1936 doğumlu Mete Tunçay’ın tarih alanında yaptıklarının önemini, tarih meraklıları dışında, aydınlar da bilir, kitaplarını okumuşlardır. Bu armağan kitap "aykırı bir tarihçi"ye yakışan yazıları barındırıyor. Bu kitap hem onun kuşatıcı tarihçiliğini, hem de aydın olma niteliğini bize hatırlatıyor.
KİTAPTAN
Değişen Öğrenci Profili
Her dönemde farklı bir çağın ruhu oluyor ama meselá benim ilk asistanlık yıllarımda solcu öğrenciler aynı zamanda daha bilgili, daha meraklı, daha çalışkan öğrencilerdi. Bunların son kuşağı Cengiz Çandar, Nuri Çolakoğlu, Şahin Alpay, Ömer Madra. Ama bununla birlikte Maoculuğa öyle bir kapılmışlardı ki, kendimi tutmasam sopalamak istediğim insanlar haline gelmişlerdi. Bunlarla tartışmak falan mümkün değildi. Ne söylesen Mao’nun Kızıl Kitabı’ndan bir cümleyle cevap veriyorlardı. Kendine ait bir şey söyle! Yanlış da olsa kendi düşünceni söyle!
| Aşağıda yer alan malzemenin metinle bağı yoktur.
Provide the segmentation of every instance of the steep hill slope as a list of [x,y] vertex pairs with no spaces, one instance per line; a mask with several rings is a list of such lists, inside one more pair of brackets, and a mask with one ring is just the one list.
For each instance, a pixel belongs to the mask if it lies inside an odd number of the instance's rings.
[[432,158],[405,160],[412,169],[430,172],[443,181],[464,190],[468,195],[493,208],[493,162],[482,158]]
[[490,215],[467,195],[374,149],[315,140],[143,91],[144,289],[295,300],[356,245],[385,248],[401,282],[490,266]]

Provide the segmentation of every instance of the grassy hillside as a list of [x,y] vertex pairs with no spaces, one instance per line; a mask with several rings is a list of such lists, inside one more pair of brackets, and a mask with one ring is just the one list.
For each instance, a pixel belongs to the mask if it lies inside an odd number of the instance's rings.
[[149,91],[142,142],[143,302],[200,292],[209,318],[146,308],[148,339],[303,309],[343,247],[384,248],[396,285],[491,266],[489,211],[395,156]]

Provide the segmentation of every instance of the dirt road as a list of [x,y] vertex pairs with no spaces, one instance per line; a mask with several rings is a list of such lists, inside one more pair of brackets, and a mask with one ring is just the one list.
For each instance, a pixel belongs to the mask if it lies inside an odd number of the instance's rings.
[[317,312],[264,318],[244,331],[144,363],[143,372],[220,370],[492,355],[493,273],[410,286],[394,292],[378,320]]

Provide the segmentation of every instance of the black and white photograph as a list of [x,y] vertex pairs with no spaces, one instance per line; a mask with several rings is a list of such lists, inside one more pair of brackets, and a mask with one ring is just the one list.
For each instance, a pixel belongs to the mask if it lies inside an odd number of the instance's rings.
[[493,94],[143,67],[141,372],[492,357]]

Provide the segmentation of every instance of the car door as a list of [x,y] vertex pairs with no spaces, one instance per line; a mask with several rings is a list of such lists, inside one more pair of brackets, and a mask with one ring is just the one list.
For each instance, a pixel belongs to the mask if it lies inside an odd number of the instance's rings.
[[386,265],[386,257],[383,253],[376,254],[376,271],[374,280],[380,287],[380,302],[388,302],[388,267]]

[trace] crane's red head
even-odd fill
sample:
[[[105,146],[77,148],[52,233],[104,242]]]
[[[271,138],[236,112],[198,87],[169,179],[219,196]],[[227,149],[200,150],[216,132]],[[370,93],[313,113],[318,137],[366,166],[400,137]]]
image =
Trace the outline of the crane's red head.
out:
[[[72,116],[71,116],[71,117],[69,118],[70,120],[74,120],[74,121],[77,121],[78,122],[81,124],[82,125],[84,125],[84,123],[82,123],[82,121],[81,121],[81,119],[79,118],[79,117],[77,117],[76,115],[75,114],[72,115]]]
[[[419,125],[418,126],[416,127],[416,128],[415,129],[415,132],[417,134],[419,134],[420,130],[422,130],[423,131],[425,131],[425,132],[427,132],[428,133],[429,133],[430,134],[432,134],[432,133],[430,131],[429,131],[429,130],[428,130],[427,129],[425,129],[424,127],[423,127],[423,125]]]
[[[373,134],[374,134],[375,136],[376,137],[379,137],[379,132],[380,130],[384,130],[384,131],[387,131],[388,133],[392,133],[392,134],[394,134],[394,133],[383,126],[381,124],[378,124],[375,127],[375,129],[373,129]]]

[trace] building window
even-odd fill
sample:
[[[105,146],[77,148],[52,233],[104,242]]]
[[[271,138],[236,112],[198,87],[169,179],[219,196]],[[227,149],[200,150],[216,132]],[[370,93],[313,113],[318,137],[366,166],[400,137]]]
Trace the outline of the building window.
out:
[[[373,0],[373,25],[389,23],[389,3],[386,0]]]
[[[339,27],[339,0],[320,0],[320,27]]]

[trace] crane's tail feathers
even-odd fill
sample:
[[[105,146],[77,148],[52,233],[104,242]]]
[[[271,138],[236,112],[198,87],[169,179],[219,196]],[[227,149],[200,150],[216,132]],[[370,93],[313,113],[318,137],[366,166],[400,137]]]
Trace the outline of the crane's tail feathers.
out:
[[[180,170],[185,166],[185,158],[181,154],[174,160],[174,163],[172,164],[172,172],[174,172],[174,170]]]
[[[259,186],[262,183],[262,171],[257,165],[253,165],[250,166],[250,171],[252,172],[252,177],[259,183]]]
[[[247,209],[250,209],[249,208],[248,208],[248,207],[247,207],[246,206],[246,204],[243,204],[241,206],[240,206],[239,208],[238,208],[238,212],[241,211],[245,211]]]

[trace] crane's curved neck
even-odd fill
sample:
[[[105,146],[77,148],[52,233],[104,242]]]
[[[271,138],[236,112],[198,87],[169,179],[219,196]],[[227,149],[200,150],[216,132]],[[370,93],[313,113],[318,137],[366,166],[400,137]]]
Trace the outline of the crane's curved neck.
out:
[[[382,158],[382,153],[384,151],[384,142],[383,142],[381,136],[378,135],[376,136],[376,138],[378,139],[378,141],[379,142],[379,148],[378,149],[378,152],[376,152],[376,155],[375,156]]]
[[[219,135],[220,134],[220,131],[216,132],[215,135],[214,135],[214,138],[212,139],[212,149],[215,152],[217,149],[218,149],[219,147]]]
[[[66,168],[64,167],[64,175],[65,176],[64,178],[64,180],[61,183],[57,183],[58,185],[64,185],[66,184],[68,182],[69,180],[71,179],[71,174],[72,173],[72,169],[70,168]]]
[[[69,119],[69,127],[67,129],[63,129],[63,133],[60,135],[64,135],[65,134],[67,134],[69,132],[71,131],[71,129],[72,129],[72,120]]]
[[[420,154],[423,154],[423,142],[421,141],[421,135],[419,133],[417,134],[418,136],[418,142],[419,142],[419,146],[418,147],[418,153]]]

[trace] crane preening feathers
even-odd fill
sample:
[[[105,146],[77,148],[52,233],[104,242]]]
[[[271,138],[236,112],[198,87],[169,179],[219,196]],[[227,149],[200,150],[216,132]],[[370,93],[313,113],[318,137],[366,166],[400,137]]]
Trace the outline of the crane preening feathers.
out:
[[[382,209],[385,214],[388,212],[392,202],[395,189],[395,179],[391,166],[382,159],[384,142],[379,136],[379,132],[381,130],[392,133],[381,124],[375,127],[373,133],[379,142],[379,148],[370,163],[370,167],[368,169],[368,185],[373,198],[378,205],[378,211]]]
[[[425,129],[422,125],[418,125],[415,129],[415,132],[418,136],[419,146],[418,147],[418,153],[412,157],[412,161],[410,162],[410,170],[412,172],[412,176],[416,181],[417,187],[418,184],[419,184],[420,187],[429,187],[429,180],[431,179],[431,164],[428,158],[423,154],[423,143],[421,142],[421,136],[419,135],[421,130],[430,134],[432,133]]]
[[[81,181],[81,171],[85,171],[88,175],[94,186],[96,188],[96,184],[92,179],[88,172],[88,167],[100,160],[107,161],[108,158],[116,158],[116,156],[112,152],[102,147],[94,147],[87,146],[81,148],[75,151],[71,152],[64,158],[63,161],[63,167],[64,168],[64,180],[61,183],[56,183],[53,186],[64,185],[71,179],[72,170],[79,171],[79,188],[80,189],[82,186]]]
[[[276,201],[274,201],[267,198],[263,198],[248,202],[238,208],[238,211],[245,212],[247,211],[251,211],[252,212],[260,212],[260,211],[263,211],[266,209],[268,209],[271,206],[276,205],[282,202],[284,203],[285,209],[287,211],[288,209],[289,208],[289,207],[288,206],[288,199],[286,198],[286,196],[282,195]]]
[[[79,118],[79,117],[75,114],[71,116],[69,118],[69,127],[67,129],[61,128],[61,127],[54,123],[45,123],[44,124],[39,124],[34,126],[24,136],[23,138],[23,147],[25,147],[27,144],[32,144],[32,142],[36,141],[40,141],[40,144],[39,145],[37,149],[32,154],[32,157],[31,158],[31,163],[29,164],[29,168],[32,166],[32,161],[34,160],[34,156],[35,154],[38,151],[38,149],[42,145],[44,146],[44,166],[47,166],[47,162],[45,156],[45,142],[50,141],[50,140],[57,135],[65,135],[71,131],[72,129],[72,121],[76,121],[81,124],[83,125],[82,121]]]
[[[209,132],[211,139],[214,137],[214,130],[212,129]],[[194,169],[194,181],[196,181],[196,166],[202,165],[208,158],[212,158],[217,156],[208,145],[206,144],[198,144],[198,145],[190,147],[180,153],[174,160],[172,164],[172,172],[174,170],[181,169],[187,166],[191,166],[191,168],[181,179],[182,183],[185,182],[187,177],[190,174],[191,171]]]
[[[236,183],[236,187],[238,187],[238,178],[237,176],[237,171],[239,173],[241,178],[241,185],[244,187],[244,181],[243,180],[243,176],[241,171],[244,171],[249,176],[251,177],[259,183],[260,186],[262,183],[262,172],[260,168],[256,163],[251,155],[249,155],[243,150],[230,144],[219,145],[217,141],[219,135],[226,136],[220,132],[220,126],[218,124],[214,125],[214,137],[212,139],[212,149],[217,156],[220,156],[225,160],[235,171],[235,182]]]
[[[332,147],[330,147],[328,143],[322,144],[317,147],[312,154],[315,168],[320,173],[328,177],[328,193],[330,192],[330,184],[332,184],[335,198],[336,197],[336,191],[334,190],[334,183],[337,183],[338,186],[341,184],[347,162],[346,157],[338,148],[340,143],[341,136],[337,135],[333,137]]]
Mümkün değildi. Tabii hepsi çok değişti. Önemli olan ondan sonra gelen solcu öğrenci kuşağının tam tersine öğrenmeyi reddetmesiydi. Onlar cahil kalmanın bahanesi olarak solculuğu kullanıp, bana da derste "Hocam ne diye bize Platon, Hegel bilmem ne okutuyorsun, Marx Lenin falan okut," diye konuşan çocuklar haline geldiler. Onları doğru dürüst öğrenmeniz için bunların temellerini de bilmeniz lazım derdim. Hayır, onlar slogan istiyorlardı. Böyle bir değişiklik oldu. Ama sonraki kuşaklarda onları da arar olduk, çünkü hiç değilse siyasal kaygıları vardı. Ondan sonrakilerle -bu seksenler kuşağını kastediyorum- öğrencilerin apolitize olması da geniş ölçüde pompalanmış bir şeydi. Kıçındaki blue jean markası, giydiği lastik ayakkabının markası falan daha önemli oldu artık.
Felsefe okumaya cesaret edemedim
Lisede hedefim, edebiyat fakültesinde felsefe okumaktı ama, cesaret edip de edebiyat fakültesinin felsefe bölümüne girmedim. Anlaşılan öyle bir idealizm yoktu. O zaman galiba Teknik Üniversite dışında sınavla girilen okul da yoktu. Ben istesem tıbbı da yazardım, hukuku da yazardım... Üniversiteye girişim 1954. Orada da devletimizin bir küçük kazığını yedim. Çünkü bir ara liseyi on iki yıla çıkarma denendi. Ben on iki yıl okuyanların sondan bir öncesiyim galiba -üç dört yıl devam etmişti bu uygulama. Oysa muhtemelen babam beni hazırlığı olan bir tatlısu kolejine ya da İngiliz, Amerikan mektebine yollayacaktı. Vakit kaybetmeyeyim diye göndermediler, ama ben liseyi on iki yıl okudum. 54’te mezun olup sınavla Siyasal’a girdim. Ne yapmak istiyordum o zaman, bilmiyorum. Herhalde çoğu kişi gibi bende de hariciyecilik hevesi vardı. Ama kısa zamanda "diplomat olmak, üniformasız asker olmaktır ve bu bana göre değildir"i keşfettiğimi hatırlıyorum. Biz iki sene ortak okurduk, ondan sonra bölümler ayrılırdı. Şimdi değişti o Siyasal’da. Ben dolayısıyla siyasi şubeye, diplomasi şubesine heves etmedim.